Depending on the species, almonds can be either a tree or a shrub, but always with an abundance of numerous thin shoots and branches. Plants usually take root in small groups at a distance of 5-7 meters from each other. They reach a height of up to ten meters, but more often they complete their growth at 4-6 meters. The average lifespan of an almond is from 40 to 70 years, and it is capable of bearing the first fruits already in the fourth year of life.
Almonds are propagated by seeds, seedlings, cuttings and root division of the bush. In this case, plants are necessarily grafted. As an experiment - not only other varieties of almonds, but also related fruit plants.
A curious feature of almonds is that it always blooms earlier than other trees and shrubs. Flowers are pollinated by insects, so it is advisable to place hives in an almond garden or nearby to get a harvest.
A bone, not a nut
Almond leaves release later than flowers and sheds them very early. Thanks to this, all the forces of the plant go to the ripening of the fruit. Biologists call it a monostable. This is a type of fruit with clearly separated inner layers. The stone can be stony or leathery, the intercarp is always fleshy, and the extracarp is thin.
Similar odnokostyanka are cherry, plum, coconut, etc. In almonds, by contrast, the intercarp is inedible. The shape of the almond fruit is similar to a bone, which people later use in cooking, medicine and perfumery. In appearance, the almond fruit is dry and velvety pubescent.
At the end of ripening, the fruits begin to burst, and the bone can be easily removed from the pericarp.

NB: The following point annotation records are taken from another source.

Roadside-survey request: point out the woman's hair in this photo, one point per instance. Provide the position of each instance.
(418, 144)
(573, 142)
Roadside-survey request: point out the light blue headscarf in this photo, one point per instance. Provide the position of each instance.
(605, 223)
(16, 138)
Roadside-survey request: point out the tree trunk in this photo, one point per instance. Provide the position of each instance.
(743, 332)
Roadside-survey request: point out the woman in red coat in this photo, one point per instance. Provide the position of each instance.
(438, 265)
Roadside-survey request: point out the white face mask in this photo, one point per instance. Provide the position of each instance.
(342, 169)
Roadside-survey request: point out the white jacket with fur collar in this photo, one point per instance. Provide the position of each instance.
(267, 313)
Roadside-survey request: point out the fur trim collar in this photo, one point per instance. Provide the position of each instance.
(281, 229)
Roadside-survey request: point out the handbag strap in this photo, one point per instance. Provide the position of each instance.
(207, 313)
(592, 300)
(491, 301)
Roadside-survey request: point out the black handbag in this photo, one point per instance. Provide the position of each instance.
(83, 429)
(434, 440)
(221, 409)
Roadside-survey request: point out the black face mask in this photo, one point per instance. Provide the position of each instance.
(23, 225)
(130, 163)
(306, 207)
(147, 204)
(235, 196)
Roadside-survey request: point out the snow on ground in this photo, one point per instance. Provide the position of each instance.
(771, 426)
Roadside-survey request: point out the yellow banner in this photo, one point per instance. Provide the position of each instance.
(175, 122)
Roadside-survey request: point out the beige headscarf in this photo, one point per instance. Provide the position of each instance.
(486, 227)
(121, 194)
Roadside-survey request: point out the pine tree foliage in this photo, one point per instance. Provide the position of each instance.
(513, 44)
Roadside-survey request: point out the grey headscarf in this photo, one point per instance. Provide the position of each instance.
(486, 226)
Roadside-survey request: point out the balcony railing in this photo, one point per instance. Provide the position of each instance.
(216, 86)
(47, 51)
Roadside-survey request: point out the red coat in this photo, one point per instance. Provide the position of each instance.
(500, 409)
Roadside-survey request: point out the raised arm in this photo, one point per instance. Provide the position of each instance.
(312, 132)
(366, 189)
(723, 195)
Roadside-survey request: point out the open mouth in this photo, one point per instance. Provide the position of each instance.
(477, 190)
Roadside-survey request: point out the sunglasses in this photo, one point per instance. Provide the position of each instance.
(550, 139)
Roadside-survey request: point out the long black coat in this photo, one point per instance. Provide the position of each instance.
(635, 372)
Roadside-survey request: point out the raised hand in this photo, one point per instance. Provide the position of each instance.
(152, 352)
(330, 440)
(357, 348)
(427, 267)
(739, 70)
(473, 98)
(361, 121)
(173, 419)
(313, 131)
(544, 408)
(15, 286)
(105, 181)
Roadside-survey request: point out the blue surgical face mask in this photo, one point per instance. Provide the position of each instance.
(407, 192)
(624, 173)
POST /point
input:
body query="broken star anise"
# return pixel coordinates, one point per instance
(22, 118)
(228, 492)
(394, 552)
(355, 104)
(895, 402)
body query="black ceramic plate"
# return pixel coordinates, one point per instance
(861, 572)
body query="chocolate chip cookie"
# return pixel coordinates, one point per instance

At this time, cloth is spread under the trees and the finished fruits are knocked down with sticks. The harvested almonds are sorted: easily peeled almonds are folded separately, and the rest is sent to the peeling apparatus. The degree of adhesion of the shell to the bone is influenced by the weather during the summer: the more it rains, the more often the peel swells and shrinks - the more difficult it is to separate it.
To make it easier to harvest, branches that are too tall are pruned before bud formation. As a result, it is convenient to reach with sticks to the very top of the tree.
Peeled seeds are dried in the sun and in a dryer. They can be eaten raw or used to make treats.